Ce risque d’une technicisation croissante au détriment de la volonté politique se ressent de manière générale dans l’ensemble du nouveau plan triennal qui n’a jamais inclus autant d’engagements des administrations, au risque de diluer leur ambition dans une déclinaison de feuilles de routes administratives déjà actées indépendamment de l’OGP.

L’objectif de lutte contre la corruption doit repasser au premier plan

Dès la création de l’OGP en 2011, la lutte contre la corruption a été présenté comme un des principaux bénéfices à en retirer. Cet objectif a été rappelé avec force par les dirigeants internationaux amenés à s’exprimer lors du dernier sommet global qui s’est déroulé à Séoul du 15 au 17 décembre dernier. A cet égard, le discours prononcé par le président Joe Biden à cette occasion est particulièrement significatif : celui-ci a érigé la lutte contre la corruption comme une priorité nationale pour son administration et a appelé les pays membres de l’OGP à agir dans le même sens.

Le contraste est fort si l’on compare cette intervention avec les discours prononcés par le président de la République Emmanuel Macron lors du sommet de l’OGP et la ministre Amélie de Montchalin lors de la présentation du nouveau plan le 17 décembre dernier. La lutte contre la corruption est passée au second plan derrière l’objectif tout aussi essentiel mais non exclusif du soutien aux initiatives citoyennes. Il s’agit d’un manque, voire d’une régression, par rapport au dernier discours du chef de l’Etat prononcé en septembre 2020 à l’occasion du sommet des leaders de l’OGP, dans lequel la transparence du plan de relance était présentée comme un moyen essentiel pour éviter que les milliards d’euros d’argent public injectés dans l’économie ne nourrissent la corruption.

Cela se ressent également à travers les engagements écrits des différentes administrations qui n’évoquent quasiment pas le terme « corruption ». On peut d’ailleurs regretter que l’Agence française anti-corruption (AFA) ne soit pas présente parmi le grand nombre d’administrations engagées par ce plan, alors qu’elle mène des projets d’exploitation des données qui y auraient toute leur place. On peut tout de même déplorer qu’une occasion de rendre visible et accessible au public la mise en œuvre de la stratégie 2021-2030 de la France dans son action de coopération n’ait pas été saisie. On peut enfin s’étonner qu’aucun engagement n’ait été pris de sanctionner les sociétés qui ne déclarent aucun bénéficiaire effectif – 25% sont dans ce cas, principalement des SCI –  et d’étendre cette obligation aux entités étrangères possédant des biens en France à l’instar de ce qui se pratique au Royaume-Uni, et comme Transparency International France le recommande.

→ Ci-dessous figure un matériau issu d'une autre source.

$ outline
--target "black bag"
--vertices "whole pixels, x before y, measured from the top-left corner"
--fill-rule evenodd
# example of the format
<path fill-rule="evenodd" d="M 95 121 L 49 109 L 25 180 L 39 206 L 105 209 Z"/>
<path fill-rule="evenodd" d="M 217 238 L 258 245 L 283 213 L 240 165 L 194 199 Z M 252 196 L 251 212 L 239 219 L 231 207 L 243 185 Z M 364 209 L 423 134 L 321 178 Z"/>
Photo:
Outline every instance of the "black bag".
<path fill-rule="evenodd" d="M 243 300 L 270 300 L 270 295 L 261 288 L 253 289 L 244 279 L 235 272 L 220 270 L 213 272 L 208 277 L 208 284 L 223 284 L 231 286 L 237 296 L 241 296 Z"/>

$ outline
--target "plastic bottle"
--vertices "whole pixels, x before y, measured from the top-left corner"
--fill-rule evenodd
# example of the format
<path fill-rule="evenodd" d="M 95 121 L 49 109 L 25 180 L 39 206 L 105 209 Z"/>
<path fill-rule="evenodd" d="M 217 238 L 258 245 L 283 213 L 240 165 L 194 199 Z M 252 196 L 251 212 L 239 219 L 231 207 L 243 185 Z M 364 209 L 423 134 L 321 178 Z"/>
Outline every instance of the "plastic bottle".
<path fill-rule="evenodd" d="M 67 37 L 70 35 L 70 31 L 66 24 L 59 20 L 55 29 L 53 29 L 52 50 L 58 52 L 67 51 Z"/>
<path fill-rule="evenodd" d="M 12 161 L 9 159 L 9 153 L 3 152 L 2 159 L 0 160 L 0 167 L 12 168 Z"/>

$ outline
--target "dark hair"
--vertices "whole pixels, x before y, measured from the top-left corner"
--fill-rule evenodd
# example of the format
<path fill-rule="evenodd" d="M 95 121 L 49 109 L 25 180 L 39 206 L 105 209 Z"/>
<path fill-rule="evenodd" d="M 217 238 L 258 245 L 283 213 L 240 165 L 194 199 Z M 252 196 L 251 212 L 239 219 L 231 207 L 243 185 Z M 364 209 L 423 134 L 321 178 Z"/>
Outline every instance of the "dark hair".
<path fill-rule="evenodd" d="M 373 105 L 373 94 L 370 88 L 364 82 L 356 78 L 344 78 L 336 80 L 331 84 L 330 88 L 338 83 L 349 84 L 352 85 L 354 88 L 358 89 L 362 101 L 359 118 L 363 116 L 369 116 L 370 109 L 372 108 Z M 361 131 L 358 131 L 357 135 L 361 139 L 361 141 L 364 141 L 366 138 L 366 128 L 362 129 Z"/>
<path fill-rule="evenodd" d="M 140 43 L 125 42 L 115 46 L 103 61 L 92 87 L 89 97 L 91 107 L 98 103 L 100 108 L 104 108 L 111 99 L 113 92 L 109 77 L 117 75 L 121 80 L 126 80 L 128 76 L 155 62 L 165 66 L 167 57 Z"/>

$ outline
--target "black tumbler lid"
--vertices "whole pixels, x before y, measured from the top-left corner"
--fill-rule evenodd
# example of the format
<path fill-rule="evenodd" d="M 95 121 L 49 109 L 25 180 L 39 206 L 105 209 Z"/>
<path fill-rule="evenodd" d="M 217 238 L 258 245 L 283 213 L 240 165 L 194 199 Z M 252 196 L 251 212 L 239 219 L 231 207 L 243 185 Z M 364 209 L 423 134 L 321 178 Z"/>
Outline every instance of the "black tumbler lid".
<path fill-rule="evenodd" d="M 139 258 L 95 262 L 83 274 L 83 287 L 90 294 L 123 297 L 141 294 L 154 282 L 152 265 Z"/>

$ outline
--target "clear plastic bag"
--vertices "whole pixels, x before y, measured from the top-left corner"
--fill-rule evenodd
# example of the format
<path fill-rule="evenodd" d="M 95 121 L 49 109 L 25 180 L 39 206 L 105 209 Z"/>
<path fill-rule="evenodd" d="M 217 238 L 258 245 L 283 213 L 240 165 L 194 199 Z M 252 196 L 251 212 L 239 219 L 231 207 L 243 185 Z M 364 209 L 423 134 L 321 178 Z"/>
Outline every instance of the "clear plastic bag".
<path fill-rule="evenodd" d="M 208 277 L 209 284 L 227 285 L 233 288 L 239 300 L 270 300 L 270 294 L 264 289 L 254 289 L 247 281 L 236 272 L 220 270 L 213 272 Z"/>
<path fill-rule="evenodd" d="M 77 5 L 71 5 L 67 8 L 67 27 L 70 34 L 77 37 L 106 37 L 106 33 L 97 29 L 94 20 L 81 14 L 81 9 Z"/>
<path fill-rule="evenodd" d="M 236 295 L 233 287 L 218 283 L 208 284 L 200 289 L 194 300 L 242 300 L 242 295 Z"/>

Ce manque d’affichage politique est symptomatique d’une lacune de ce quinquennat durant lequel des initiatives éparses de lutte contre la corruption ont prospéré avec un succès mitigé sans réelle cohésion. Il est urgent que la France réaffirme sa volonté de mener une action publique unifiée de lutte contre la corruption, à travers l’OGP mais aussi à travers une politique publique dédiée, afin de faire fructifier les avancées législatives de la dernière décennie.